FOXM1: A potential indicator to predict lymphatic metastatic recurrence in stage IIA esophageal squamous cell carcinoma
Author(s) -
Xiao Zhaohua,
Jia Yang,
Jiang Wenpeng,
Wang Zhou,
Zhang Zhiping,
Gao Yanyun
Publication year - 2018
Publication title -
thoracic cancer
Language(s) - English
Resource type - Journals
SCImago Journal Rank - 0.823
H-Index - 28
eISSN - 1759-7714
pISSN - 1759-7706
DOI - 10.1111/1759-7714.12776
Subject(s) - medicine , foxm1 , stage (stratigraphy) , immunohistochemistry , lymphovascular invasion , oncology , esophageal cancer , pathology , multivariate analysis , proportional hazards model , esophageal squamous cell carcinoma , cancer , gastroenterology , metastasis , cell cycle , biology , paleontology
Background Previous studies have elucidated that FOXM1 may predict poor prognosis in patients with multiple solid malignant tumors. In this study we explored the differential expression of FOXM1 in stage IIA esophageal squamous cell carcinoma (ESCC) and investigated its prognostic value. Methods Immunohistochemistry (IHC) and Western blot were used to detect FOXM1 expression in ESCC. Correlations between FOXM1 expression and clinicopathological variables, and five‐year lymphatic metastatic recurrence (LMR) and overall survival (OS) of patients were analyzed.
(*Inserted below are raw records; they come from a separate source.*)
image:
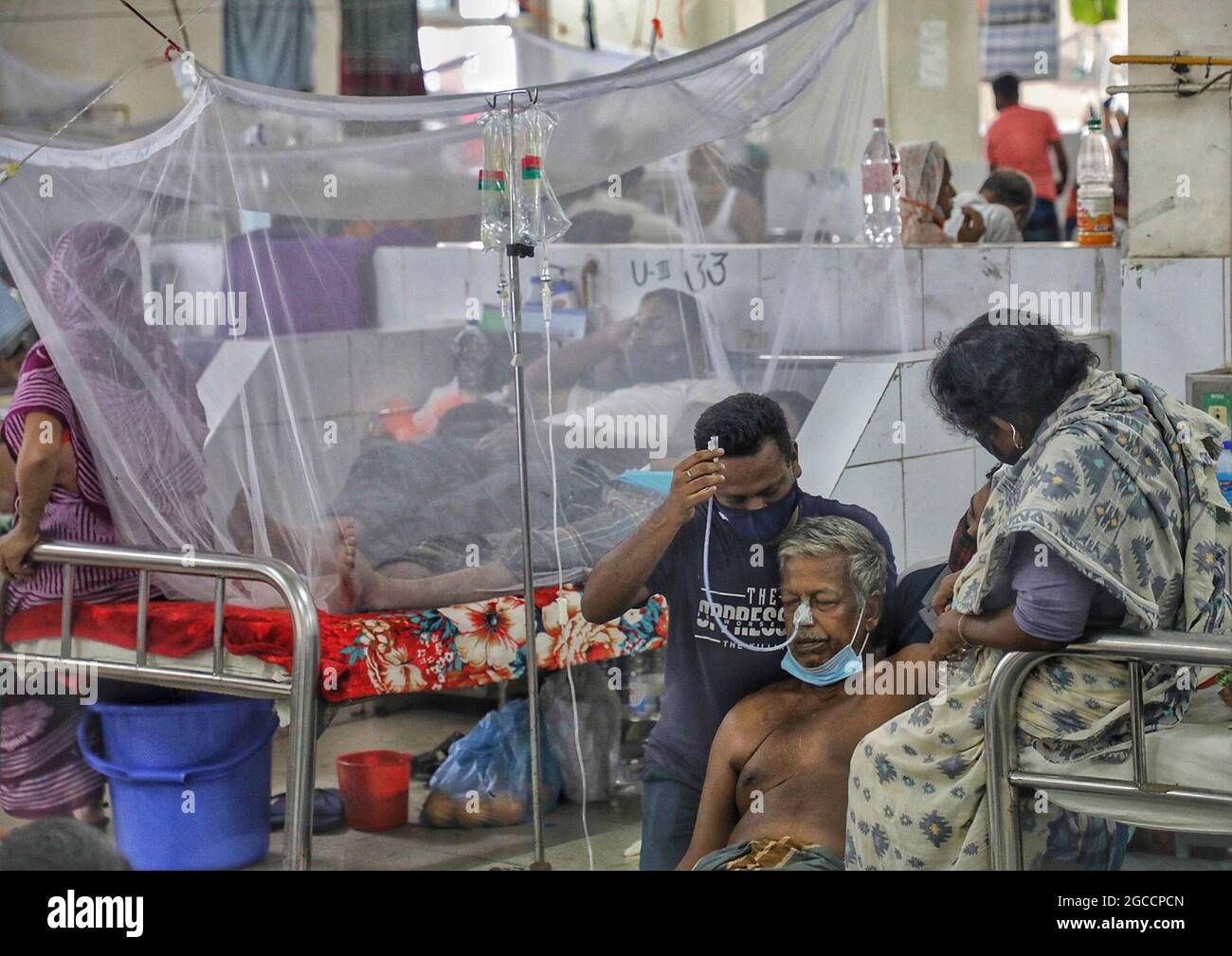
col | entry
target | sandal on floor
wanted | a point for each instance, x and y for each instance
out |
(327, 811)
(426, 764)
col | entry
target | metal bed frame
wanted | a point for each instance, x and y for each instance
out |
(1134, 647)
(306, 656)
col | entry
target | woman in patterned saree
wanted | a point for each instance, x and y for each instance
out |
(1105, 510)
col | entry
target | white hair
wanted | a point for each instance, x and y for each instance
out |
(816, 537)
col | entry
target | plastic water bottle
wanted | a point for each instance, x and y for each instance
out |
(1095, 188)
(881, 222)
(1223, 470)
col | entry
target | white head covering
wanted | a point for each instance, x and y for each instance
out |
(999, 225)
(922, 167)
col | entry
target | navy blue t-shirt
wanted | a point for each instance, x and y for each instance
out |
(707, 674)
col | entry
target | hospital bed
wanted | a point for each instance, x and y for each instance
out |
(309, 659)
(1181, 778)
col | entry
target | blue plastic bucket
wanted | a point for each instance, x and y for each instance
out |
(176, 729)
(212, 815)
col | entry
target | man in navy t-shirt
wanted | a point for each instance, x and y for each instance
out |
(752, 479)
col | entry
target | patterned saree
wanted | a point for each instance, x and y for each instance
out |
(1120, 482)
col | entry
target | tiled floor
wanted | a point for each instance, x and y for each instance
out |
(614, 825)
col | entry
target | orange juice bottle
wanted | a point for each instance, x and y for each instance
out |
(1095, 188)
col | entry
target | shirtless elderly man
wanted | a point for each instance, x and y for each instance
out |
(775, 792)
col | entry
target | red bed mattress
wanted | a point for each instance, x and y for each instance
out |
(378, 652)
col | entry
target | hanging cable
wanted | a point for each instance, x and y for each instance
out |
(10, 169)
(546, 298)
(171, 44)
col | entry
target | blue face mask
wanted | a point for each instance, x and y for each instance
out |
(841, 667)
(767, 522)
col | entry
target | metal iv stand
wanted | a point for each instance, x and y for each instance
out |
(514, 253)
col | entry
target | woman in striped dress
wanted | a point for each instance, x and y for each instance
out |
(93, 292)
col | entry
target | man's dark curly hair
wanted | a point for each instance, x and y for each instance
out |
(1015, 368)
(743, 423)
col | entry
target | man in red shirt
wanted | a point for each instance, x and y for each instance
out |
(1022, 138)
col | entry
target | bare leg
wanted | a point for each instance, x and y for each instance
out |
(361, 586)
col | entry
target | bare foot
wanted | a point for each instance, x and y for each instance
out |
(356, 578)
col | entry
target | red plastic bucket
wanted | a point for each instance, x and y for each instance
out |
(376, 788)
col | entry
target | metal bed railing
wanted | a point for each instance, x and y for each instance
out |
(306, 655)
(1136, 648)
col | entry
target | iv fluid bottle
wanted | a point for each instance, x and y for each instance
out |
(1095, 188)
(1223, 470)
(881, 222)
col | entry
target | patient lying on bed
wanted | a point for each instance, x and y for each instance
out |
(775, 791)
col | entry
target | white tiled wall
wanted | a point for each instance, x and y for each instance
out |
(1175, 318)
(845, 299)
(907, 466)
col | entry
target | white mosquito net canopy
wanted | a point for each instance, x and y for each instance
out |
(275, 313)
(32, 98)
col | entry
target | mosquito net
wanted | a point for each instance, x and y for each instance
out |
(28, 97)
(489, 58)
(278, 316)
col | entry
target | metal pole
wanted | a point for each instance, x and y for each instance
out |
(516, 319)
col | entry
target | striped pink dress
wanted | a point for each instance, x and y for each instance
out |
(79, 515)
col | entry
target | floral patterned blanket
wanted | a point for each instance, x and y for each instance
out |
(378, 652)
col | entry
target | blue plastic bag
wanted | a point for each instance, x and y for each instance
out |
(485, 780)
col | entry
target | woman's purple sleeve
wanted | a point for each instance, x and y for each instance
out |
(1054, 600)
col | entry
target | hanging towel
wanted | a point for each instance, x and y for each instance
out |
(269, 42)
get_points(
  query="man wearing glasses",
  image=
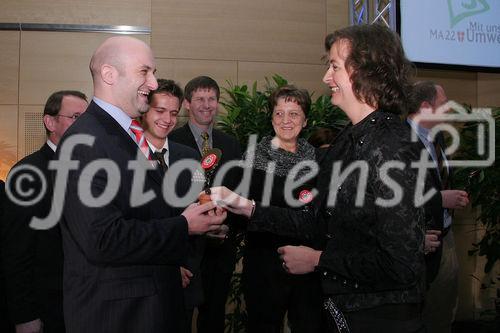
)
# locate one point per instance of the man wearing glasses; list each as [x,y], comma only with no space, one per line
[33,259]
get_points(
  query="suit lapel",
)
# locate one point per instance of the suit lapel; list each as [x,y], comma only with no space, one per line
[190,140]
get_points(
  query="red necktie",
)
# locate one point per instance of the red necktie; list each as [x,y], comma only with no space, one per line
[140,139]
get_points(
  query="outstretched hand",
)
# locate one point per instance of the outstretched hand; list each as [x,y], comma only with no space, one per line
[299,259]
[203,218]
[231,201]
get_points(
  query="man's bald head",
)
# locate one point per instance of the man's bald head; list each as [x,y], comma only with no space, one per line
[112,52]
[123,74]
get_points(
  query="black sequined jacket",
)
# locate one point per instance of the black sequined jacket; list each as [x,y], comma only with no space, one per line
[373,251]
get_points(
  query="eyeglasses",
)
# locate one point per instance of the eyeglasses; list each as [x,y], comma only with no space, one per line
[76,115]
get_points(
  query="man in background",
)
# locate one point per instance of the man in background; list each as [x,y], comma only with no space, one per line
[441,298]
[158,122]
[122,254]
[201,101]
[33,259]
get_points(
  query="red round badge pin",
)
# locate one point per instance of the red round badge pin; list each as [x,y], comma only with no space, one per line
[209,161]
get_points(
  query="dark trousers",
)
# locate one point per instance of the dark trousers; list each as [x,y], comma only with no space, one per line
[270,292]
[393,318]
[216,271]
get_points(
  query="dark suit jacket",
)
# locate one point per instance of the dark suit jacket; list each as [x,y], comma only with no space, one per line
[193,293]
[222,272]
[5,323]
[33,259]
[121,264]
[433,220]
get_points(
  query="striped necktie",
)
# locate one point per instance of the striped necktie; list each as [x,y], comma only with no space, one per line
[140,139]
[205,146]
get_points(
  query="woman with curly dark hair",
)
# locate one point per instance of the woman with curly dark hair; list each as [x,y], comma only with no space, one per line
[364,214]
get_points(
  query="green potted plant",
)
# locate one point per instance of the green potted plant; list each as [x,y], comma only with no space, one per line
[247,113]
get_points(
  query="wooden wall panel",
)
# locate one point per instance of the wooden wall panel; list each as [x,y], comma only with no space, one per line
[337,15]
[52,61]
[113,12]
[303,76]
[31,129]
[8,138]
[259,30]
[9,67]
[182,71]
[488,89]
[459,86]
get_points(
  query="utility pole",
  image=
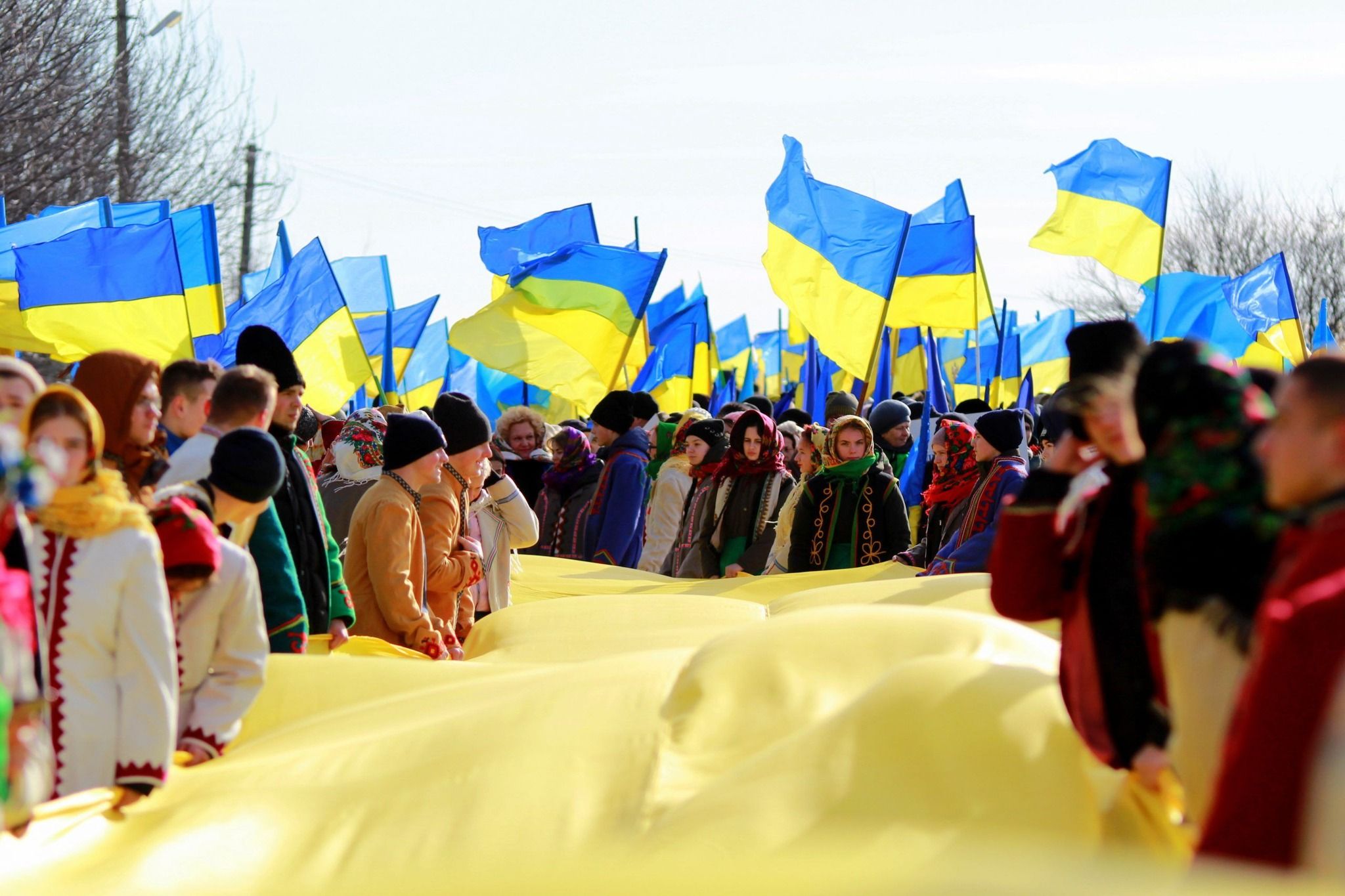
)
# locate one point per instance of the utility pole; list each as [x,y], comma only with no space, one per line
[123,73]
[245,261]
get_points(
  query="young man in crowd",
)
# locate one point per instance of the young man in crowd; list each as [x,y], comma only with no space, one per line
[186,387]
[317,558]
[385,554]
[455,558]
[617,516]
[1281,792]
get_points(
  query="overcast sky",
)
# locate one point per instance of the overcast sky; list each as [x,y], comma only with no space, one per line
[408,124]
Results FOXM1 was aberrantly expressed in ESCC. Statistical analysis revealed a close relationship between FOXM1 expression and tumor size ( P = 0.024), depth of invasion ( P = 0.048), and degree of differentiation ( P = 0.043). The five‐year LMR of patients in the FOXM1 overexpression group was significantly increased compared to the low expression group ( P = 0.001). The five‐year OS of patients in the FOXM1 overexpression group was significantly reduced compared to the low expression group ( P = 0.007). Log‐rank tests demonstrated that large tumor size ( P = 0.044), poor differentiation degree ( P = 0.005), deep invasion ( P = 0.000), and FOXM1 overexpression ( P = 0.007) may indicate poor prognosis in stage IIA ESCC. Cox multivariate regression analysis revealed that all of these variables were independent predictors of unfavorable outcome ( P < 0.05). Conclusion FOXM1 could be a predictor of lymphatic metastatic recurrence in stage IIA ESCC after Ivor Lewis esophagectomy.